On my writing desk, I always keep the poets close by, and I reach for them when those silver, mountain-born creeks go dry or when exhaustion rearranges the furniture of my fear-chambered heart. The poets force me back toward the writing life, where the trek takes you into the interior where the right word hides like an ivory-billed woodpecker in the branches of the highest pines.

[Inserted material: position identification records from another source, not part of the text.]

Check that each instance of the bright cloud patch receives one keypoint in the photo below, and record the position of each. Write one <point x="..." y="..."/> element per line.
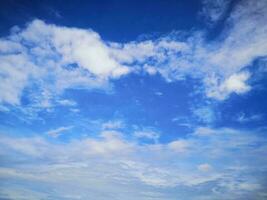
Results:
<point x="159" y="118"/>
<point x="44" y="55"/>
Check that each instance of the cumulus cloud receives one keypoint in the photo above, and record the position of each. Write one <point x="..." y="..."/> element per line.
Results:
<point x="59" y="131"/>
<point x="48" y="59"/>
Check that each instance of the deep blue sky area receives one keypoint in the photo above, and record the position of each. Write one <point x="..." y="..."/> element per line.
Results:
<point x="117" y="20"/>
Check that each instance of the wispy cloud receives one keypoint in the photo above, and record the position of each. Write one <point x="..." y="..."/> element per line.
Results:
<point x="58" y="131"/>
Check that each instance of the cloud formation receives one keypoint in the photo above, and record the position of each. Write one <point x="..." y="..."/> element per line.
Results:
<point x="48" y="59"/>
<point x="110" y="161"/>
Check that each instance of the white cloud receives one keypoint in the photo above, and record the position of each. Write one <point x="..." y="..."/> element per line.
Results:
<point x="236" y="83"/>
<point x="147" y="134"/>
<point x="108" y="162"/>
<point x="59" y="131"/>
<point x="180" y="146"/>
<point x="116" y="124"/>
<point x="205" y="167"/>
<point x="67" y="102"/>
<point x="43" y="57"/>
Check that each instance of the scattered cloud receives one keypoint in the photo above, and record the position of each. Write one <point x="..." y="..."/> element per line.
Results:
<point x="48" y="58"/>
<point x="58" y="131"/>
<point x="96" y="163"/>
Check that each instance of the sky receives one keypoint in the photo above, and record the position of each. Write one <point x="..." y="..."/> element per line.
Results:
<point x="148" y="100"/>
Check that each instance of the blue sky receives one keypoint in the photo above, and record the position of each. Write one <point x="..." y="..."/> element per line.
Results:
<point x="146" y="100"/>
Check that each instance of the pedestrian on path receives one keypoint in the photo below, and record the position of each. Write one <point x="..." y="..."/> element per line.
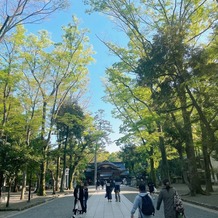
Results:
<point x="80" y="199"/>
<point x="109" y="188"/>
<point x="166" y="195"/>
<point x="141" y="200"/>
<point x="117" y="189"/>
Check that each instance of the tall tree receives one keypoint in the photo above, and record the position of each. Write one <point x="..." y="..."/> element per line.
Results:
<point x="16" y="12"/>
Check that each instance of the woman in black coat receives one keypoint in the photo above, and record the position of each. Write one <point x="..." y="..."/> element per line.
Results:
<point x="81" y="195"/>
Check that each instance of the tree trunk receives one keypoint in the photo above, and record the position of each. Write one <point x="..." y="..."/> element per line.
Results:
<point x="30" y="186"/>
<point x="23" y="190"/>
<point x="207" y="172"/>
<point x="64" y="165"/>
<point x="42" y="178"/>
<point x="164" y="165"/>
<point x="9" y="193"/>
<point x="57" y="185"/>
<point x="1" y="182"/>
<point x="195" y="186"/>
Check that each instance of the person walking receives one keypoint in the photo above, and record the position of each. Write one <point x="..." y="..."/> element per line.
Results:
<point x="109" y="188"/>
<point x="85" y="197"/>
<point x="166" y="195"/>
<point x="139" y="203"/>
<point x="80" y="199"/>
<point x="117" y="189"/>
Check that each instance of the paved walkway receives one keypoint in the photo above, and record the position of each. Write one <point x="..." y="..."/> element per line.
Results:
<point x="99" y="207"/>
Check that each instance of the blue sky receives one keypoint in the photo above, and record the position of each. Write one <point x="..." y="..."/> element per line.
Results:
<point x="102" y="27"/>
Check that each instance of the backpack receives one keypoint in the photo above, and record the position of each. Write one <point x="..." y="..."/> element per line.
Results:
<point x="178" y="205"/>
<point x="147" y="205"/>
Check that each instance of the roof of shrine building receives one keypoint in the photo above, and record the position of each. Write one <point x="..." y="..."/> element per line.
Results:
<point x="118" y="166"/>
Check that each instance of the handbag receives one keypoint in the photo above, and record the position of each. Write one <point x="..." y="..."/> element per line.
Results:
<point x="78" y="205"/>
<point x="178" y="205"/>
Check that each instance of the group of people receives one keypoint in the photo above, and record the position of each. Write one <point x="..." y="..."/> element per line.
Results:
<point x="113" y="185"/>
<point x="81" y="195"/>
<point x="166" y="195"/>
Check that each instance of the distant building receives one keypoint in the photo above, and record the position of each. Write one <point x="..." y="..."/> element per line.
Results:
<point x="106" y="170"/>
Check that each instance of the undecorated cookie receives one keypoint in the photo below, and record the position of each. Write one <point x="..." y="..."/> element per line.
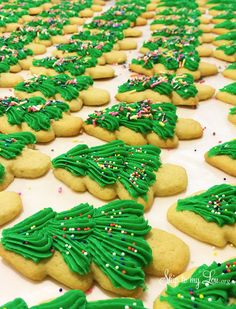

But I’m speaking of all the yesterdays that will not come again. The Old New York Book Shop has fallen asleep forever, locked up and desolate and wordless.
I sit on the top step wat
ching the traffic on Juniper Street heading downtown. The drivers and their passengers do not have a clue what this place once represented in the history of ideas of this city. I’m not sure any of them would care. But if I close my eyes, simply close my eyes, I can bring it all back to rowdy, vivacious life. Once, the writers of a great city gathered here to celebrate the publication of our books. The lights shone bright and the doors were wide open and the cars would park all over the area. None of us were good enough to bring the English-speaking world to its knees. But we had a few things to say and we said them well. I turn to say good-bye to the Old New York Book Shop. But no farewells are necessary. The books I wanted followed me home. My God, the wonders I found there! Those same marvels cling to me and they will adhere and prevail as long as I can write a word, as long as I can dream a world from the silos of language inside me. So I bid a loving farewell to this wordless house. It was here I came as a young man and learned some things I needed to know. On its shelves, I found the old masters waiting for my arrival. When I die, my religion tells me I’ll go to heaven, and I hope someone got that story right. I’ll make a request that I get to live in the Old New York Book Shop on the night of a book party. I’ll sponsor that party and welcome the guests as they arrive. Then I’ll have the Atlanta writers gather around and I’ll introduce them to a blind poet who would sit atop Cliff’s desk. Through the mists and starlessness of time I’ll clap my hands and bring the house to silence. Damn, it was hard to get those Atlanta writers to shut their mouths. But this is my party and a slice of heaven I think I earned. Then the poet will open his mouth at the resurrected Old New York Book Shop and I’ll command him to sing his immortal words about the scrimmage of the gods, the terrible siege, and all the unbearable sadness of the fall of Troy.